The central legal principles hinged upon the Mental Capacity Act 2005 (MCA), specifically the decision-specific test set out in Section 2(1), detailing that a person lacks capacity if they are unable to make a decision due to an impairment of the mind or brain. Two main capacities were under scrutiny: the capacity to make decisions about residing with D and about contact with D.

In line with Section 1(3) MCA, the judgment also emphasizes that all practicable steps should be taken to help KP make her own decisions before deeming her to lack capacity. In this instance, the court identifies further assessment and targeted educational interventions as potential avenues to enable KP to gain sufficient understanding of the risks D may pose.

In its judgment, the court also considers the inherent jurisdiction of the High Court to protect vulnerable adults. The principle from PC & Anor v City of York Council [2013] EWCA Civ 478 is invoked, reinforcing that relevant information for capacity assessments includes risks specific to individuals like D.

Furthermore, the court acknowledges the MCA’s provision for interim orders based on reasonable belief rather than conclusive findings, as per Section 48 MCA and the potential use of injunctive relief under the Court of Protection’s authority derived from cases like Re SF (Injunctive Relief) [2020] EWCOP 19 and Re G (Court of Protection: Injunction) [2022] EWCA Civ 1312.


The court decides it is premature to declare KP lacks the capacity to make decisions about her living arrangements and contact with D without first exploring all possible support to aid her in decision-making. Interim declarations under Section 48 MCA that KP lacks capacity are issued while planning for further assessment.

The court concludes that the only current viable option is for KP to remain living in J’s household. It rules that KP’s best interest, at this moment, includes continuing her job and maintaining stability, and mandates a Local Authority representative to check on her weekly.
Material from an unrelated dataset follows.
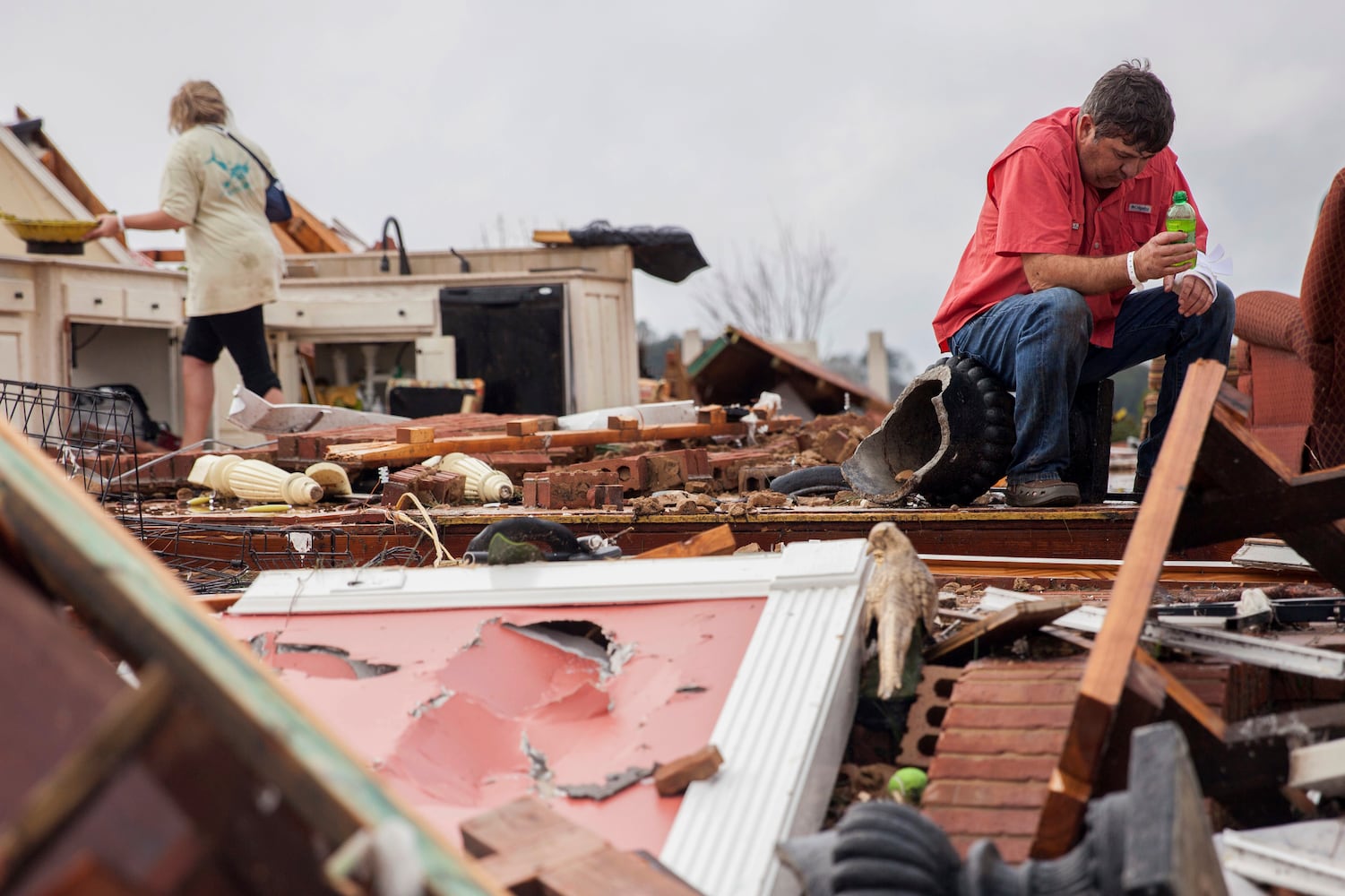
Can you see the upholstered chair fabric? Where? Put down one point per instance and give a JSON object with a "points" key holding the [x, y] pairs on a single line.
{"points": [[1291, 351]]}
Measures are outlined to ensure KP’s safety, including weekly meetings with a Local Authority representative and provisions for KP, J, and D to cooperate with these arrangements.

D is added as a party to the proceedings, ensuring any future consideration of an order to exclude him from the home will be made with due process.
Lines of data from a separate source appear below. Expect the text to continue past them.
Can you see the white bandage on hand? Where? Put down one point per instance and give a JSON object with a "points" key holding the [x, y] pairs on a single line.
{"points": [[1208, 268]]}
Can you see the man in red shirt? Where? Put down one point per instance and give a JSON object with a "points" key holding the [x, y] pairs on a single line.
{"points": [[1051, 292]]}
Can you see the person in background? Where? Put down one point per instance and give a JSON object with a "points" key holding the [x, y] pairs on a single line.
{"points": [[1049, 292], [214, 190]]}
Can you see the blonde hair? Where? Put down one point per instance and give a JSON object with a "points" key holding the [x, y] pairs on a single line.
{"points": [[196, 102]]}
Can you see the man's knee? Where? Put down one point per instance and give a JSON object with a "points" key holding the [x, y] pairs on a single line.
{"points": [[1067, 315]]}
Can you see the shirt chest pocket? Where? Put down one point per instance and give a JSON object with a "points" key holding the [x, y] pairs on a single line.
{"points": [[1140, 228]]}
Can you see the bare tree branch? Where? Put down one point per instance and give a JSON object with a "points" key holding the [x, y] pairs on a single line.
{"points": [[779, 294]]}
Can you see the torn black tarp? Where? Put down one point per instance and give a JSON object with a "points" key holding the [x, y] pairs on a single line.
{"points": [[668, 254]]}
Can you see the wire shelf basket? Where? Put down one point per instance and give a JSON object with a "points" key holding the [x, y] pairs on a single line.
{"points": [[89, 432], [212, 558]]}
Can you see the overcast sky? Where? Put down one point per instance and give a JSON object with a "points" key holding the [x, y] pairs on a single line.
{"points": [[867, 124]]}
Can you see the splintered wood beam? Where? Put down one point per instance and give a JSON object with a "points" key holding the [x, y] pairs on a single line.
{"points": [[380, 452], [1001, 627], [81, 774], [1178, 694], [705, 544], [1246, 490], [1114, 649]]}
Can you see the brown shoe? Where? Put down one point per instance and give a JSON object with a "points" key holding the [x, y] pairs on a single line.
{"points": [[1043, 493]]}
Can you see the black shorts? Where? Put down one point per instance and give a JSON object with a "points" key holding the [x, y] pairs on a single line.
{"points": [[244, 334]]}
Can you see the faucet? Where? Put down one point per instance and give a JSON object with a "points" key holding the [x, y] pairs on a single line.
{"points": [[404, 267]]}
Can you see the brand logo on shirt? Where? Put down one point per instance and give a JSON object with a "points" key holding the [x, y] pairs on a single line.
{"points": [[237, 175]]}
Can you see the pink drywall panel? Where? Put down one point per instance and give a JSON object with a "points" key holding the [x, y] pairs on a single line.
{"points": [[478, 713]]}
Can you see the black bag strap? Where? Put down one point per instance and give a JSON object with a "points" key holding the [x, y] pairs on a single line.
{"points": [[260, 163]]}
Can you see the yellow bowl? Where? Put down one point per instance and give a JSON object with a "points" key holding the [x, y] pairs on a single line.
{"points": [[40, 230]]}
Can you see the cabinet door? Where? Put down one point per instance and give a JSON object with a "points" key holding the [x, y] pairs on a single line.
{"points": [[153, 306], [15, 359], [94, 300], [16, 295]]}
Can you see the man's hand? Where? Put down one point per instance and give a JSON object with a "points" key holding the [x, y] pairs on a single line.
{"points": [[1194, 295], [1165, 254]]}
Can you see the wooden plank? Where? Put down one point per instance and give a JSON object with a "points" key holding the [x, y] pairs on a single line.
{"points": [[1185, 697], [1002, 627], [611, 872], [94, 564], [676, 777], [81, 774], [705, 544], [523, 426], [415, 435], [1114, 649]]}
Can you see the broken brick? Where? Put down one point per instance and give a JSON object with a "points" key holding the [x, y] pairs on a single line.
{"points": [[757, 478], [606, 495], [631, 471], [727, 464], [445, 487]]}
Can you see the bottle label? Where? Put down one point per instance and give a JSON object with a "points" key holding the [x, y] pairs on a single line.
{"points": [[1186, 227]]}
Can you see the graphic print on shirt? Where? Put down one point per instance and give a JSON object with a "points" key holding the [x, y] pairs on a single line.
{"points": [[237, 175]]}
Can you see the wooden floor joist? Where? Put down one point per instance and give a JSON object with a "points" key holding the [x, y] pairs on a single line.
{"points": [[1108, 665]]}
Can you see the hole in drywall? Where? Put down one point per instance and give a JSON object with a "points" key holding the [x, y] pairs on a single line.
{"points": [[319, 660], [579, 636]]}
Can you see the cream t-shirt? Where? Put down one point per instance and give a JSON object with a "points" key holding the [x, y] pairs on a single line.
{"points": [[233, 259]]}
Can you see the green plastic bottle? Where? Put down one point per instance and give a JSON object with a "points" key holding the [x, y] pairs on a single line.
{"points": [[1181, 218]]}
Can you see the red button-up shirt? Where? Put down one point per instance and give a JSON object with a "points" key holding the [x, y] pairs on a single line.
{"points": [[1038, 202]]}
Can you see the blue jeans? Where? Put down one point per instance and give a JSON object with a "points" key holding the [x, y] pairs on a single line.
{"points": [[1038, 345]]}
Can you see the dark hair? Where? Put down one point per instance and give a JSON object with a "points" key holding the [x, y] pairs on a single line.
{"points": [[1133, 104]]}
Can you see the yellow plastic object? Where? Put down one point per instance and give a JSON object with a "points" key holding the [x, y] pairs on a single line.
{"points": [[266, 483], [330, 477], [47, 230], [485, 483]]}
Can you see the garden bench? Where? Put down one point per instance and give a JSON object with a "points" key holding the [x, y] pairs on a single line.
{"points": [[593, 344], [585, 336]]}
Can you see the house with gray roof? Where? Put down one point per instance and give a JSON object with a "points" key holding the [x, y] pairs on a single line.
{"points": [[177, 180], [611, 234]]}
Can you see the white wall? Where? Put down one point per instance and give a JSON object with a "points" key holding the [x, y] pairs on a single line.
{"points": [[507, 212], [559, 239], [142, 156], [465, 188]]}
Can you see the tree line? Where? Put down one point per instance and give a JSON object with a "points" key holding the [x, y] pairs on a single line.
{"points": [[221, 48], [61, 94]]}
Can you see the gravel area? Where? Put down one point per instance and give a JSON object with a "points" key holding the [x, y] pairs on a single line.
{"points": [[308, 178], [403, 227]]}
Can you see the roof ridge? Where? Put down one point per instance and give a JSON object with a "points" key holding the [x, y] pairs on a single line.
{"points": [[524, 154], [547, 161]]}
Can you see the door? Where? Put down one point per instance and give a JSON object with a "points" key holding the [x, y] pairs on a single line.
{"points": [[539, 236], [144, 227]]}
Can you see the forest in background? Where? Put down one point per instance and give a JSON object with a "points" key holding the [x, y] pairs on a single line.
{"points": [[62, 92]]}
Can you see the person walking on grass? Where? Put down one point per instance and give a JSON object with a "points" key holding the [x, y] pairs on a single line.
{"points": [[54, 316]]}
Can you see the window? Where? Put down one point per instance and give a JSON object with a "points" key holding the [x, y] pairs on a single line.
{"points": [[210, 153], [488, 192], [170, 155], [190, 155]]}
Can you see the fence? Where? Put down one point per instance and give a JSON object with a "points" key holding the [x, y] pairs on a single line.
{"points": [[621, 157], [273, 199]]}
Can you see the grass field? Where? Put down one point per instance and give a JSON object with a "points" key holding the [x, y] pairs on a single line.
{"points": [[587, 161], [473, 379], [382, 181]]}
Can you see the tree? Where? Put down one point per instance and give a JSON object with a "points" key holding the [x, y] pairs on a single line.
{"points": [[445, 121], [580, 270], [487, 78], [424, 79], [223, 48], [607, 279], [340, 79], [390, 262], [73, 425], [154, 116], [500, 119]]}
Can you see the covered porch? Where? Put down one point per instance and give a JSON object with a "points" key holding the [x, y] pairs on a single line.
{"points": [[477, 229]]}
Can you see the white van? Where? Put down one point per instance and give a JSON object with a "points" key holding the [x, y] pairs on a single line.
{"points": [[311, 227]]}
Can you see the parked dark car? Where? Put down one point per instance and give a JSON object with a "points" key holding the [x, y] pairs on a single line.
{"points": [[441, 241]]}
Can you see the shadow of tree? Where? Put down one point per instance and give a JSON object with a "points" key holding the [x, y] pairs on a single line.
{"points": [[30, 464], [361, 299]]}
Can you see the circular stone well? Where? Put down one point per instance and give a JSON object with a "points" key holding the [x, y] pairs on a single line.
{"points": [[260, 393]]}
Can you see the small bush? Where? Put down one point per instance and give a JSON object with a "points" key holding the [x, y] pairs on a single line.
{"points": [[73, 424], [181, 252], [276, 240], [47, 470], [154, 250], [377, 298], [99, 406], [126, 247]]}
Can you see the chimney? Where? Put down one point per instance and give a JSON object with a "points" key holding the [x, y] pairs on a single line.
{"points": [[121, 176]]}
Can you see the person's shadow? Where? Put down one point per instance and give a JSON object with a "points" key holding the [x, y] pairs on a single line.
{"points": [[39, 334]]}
Postscript information about KP’s decision to leave the family home of her own accord and her subsequent revelations about D further bolster the judgment’s tailored approach to KP’s evolving circumstances.


The High Court’s judgment in A Local Authority v KP & Anor [2023] EWHC 3102 (Fam) elucidates the application of the Mental Capacity Act 2005 to cases involving individuals with cognitive impairments and complex family dynamics. It underscores the necessity for a nuanced understanding of capacity, particularly where fluctuating capacity and external influences may compromise the individual’s decision-making process. By mandating a close monitoring arrangement and outlining a systematic approach to assist KP in developing the ability to understand the risks posed by D, the court balances KP’s safety, well-being, and personal freedom. This case reaffirms the law’s adaptability to serve the best interests of vulnerable individuals within the existing legal framework.